Likewise, Gayle Pike, 71, a retired high school principal, said she drove down from St. Lucie County to show support for the Democrats, as well as listen to Buffett.

"We have to change what's happening in America," she said. "All the hate and the misery, that's happening that's come down from the top. This country is so divided and I've never seen it so mean."

Both Nelson and Gillum hope the Democratic-rich South Florida counties can offset Republican votes elsewhere, including in the Panhandle where Trump was scheduled to campaign Saturday night — his second trip to the state in less than a week.

Democratic U.S. Rep. Lois Frankel, a former city mayor, earned a round of applause when she proclaimed from the stage that she'd been "banned from Mar-a-Lago," Trump's self-proclaimed "Winter White House," which sits about 2.5 miles from downtown West Palm Beach.

She also offered a unique endorsement for Nelson, who has benefited from the national attention and enthusiasm that the campaign of the decades-younger Gillum has drawn.

"Listen, I know the guy's not flashy, not flashy," Frankel said of Nelson. "But I will tell you this, he is hardworking, he is dependable and he tells the truth."

Nelson, a veteran of Florida politics, preceded Gillum on stage, proclaiming the two "the winning ticket."

Buffett is no stranger to Florida politics: He and then Gov.

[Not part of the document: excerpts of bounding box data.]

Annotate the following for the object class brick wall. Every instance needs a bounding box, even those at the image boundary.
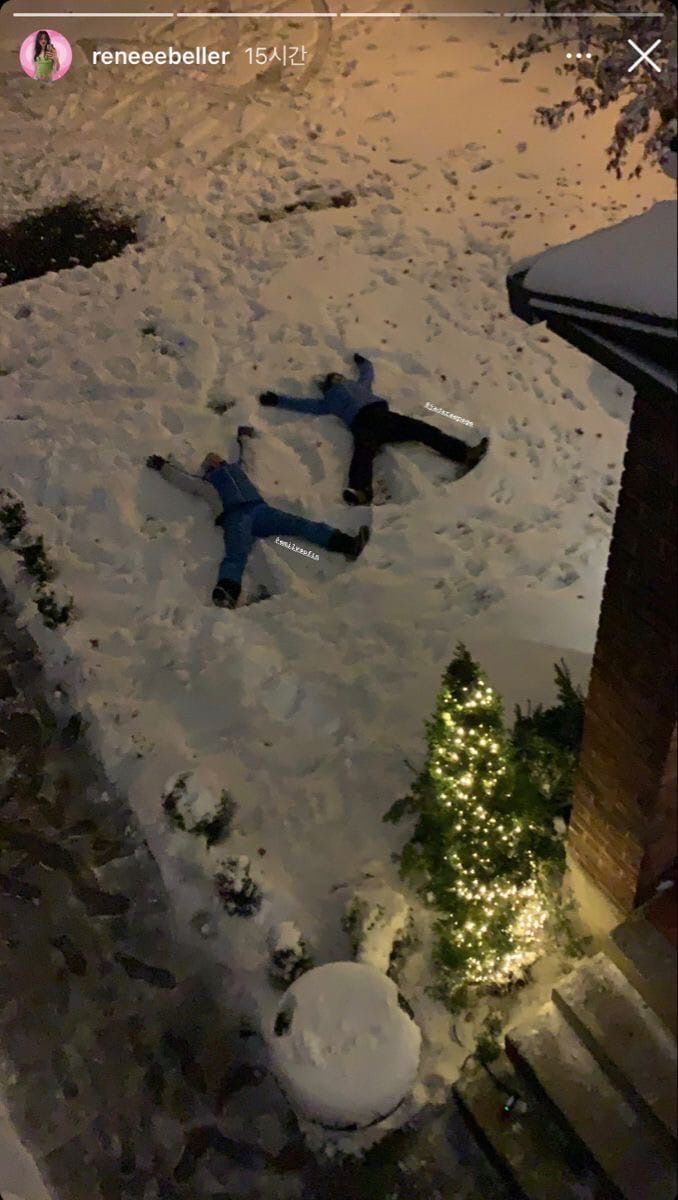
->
[569,395,677,911]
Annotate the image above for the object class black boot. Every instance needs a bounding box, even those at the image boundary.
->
[328,526,370,563]
[463,438,490,474]
[343,487,372,505]
[212,580,240,608]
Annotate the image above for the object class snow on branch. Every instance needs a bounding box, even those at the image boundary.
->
[505,0,678,179]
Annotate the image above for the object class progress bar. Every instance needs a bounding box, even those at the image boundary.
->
[12,10,662,20]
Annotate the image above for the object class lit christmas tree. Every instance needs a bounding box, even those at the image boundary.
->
[388,646,554,1000]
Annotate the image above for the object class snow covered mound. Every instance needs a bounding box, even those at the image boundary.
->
[269,962,421,1129]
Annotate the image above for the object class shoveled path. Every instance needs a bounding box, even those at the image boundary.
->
[0,585,503,1200]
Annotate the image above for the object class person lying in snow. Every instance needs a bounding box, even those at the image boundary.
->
[259,354,488,504]
[146,425,370,608]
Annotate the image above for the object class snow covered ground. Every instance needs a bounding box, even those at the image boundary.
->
[0,5,672,1123]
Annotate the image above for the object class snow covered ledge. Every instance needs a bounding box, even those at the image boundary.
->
[268,962,421,1132]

Bob Graham co-founded the Save the Manatee Club in 1981 and Buffett in August played a similar benefit concert for Graham's daughter, Gwen Graham, who finished second to Gillum in the Democratic primary.

Gillum resumed campaigning Saturday after leaving the trail Friday night following the Tallahassee shooting. At a campaign stop with Nelson Saturday morning at the University of Central Florida in Orlando, Gillum said he was "more agitated and activated" to help enact tougher gun laws across the state after visiting with victims of the Tallahassee shooting.

A fervent gun-control advocate, Gillum said one of yoga students was shot multiple times, the other had a collapsed lung.

"I have to tell you that both were in surprisingly encouraging spirits," he said Saturday at the rally. "It tells you something about the human spirit."

He added, "there was one victim in particular who pulled me in close and said, 'I'm expecting you to do something about this gun violence.'"

Herald staff writer Martin Vassolo contributed to this report.